Richard P. Howard
About Richard P. Howard
Richard P. Howard, 78, is an independent Trustee of North European Oil Royalty Trust, appointed October 1, 2024. He is a Chartered Financial Analyst with a 47+ year career as an analyst/portfolio manager at CIGNA, Fidelity Management & Research, T. Rowe Price, and Prospector Partners; he is a 50-year charter member of the National Association of Petroleum Investment Analysts, a retired director of One Beacon Insurance Company, and past Chairman of the Quinnipiac University Board of Trustees . He beneficially owns 250,000 Trust units, representing 2.7% of outstanding units, indicating substantial ownership alignment . The Trustees have determined all current Trustees are independent under NYSE rules .
Past Roles
| Organization | Role | Notes |
|---|---|---|
| CIGNA | Analyst/Portfolio Manager | 47+ year professional career across leading asset managers |
| Fidelity Management & Research | Analyst/Portfolio Manager | 47+ year professional career across leading asset managers |
| T. Rowe Price | Analyst/Portfolio Manager | 47+ year professional career across leading asset managers |
| Prospector Partners | Analyst/Portfolio Manager | 47+ year professional career across leading asset managers |
External Roles
| Organization | Role | Status |
|---|---|---|
| One Beacon Insurance Company | Director | Retired director |
| Quinnipiac University Board of Trustees | Chairman | Past Chairman |
Board Governance
- Committee assignments: Member, Audit Committee; Ahron H. Haspel chairs Audit; Compensation Committee membership is Andrew S. Borodach, Nancy J. Floyd Prue, and Lawrence A. Kobrin (Howard is not on Compensation) .
- Independence: All current Trustees, including Howard, are independent under SEC/NYSE rules .

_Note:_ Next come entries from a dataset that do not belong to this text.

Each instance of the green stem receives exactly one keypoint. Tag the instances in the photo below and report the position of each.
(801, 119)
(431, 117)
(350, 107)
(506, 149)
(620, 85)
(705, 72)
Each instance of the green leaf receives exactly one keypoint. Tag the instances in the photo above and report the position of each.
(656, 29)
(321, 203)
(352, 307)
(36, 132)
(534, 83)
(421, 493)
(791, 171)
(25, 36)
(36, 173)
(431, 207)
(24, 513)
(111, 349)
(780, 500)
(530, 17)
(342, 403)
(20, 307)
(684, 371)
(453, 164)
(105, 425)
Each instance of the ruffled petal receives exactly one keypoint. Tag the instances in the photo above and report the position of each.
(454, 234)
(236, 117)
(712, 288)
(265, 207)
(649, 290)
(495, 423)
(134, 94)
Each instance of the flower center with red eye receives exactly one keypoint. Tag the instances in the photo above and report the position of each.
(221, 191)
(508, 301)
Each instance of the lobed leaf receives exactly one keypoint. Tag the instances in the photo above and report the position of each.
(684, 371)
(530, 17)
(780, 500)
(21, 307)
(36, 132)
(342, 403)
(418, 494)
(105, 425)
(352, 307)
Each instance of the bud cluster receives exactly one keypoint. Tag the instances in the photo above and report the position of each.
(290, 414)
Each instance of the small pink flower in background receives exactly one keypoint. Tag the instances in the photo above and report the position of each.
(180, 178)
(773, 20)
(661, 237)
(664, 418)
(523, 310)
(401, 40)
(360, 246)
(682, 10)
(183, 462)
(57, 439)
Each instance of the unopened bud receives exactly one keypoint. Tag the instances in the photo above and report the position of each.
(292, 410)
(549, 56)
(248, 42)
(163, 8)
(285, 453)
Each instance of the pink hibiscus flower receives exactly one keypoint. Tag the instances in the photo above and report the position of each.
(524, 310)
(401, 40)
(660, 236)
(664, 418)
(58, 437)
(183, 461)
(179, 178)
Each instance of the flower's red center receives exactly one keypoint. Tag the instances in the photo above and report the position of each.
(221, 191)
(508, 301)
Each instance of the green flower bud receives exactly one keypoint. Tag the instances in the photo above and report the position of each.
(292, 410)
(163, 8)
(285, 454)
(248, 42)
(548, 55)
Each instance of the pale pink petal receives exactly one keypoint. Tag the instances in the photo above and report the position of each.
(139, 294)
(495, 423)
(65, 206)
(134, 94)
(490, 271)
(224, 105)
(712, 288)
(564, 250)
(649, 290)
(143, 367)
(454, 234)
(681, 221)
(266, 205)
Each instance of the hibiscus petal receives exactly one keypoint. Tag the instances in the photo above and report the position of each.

- Attendance and engagement: In FY2024 the Trustees met eight times; Audit Committee met three times; Compensation Committee met once. All currently serving Trustees attended 100% of Board and applicable committee meetings during their FY2024 tenure, and all then-serving Trustees attended last year’s annual meeting .
- Executive sessions: Trustees, presided over by the Managing Trustee, met in executive session without the Managing Director .
- Audit Committee financial expertise: The Trustees designated Ahron H. Haspel and Nancy J. Floyd Prue as audit committee financial experts (Howard is not named as a financial expert) .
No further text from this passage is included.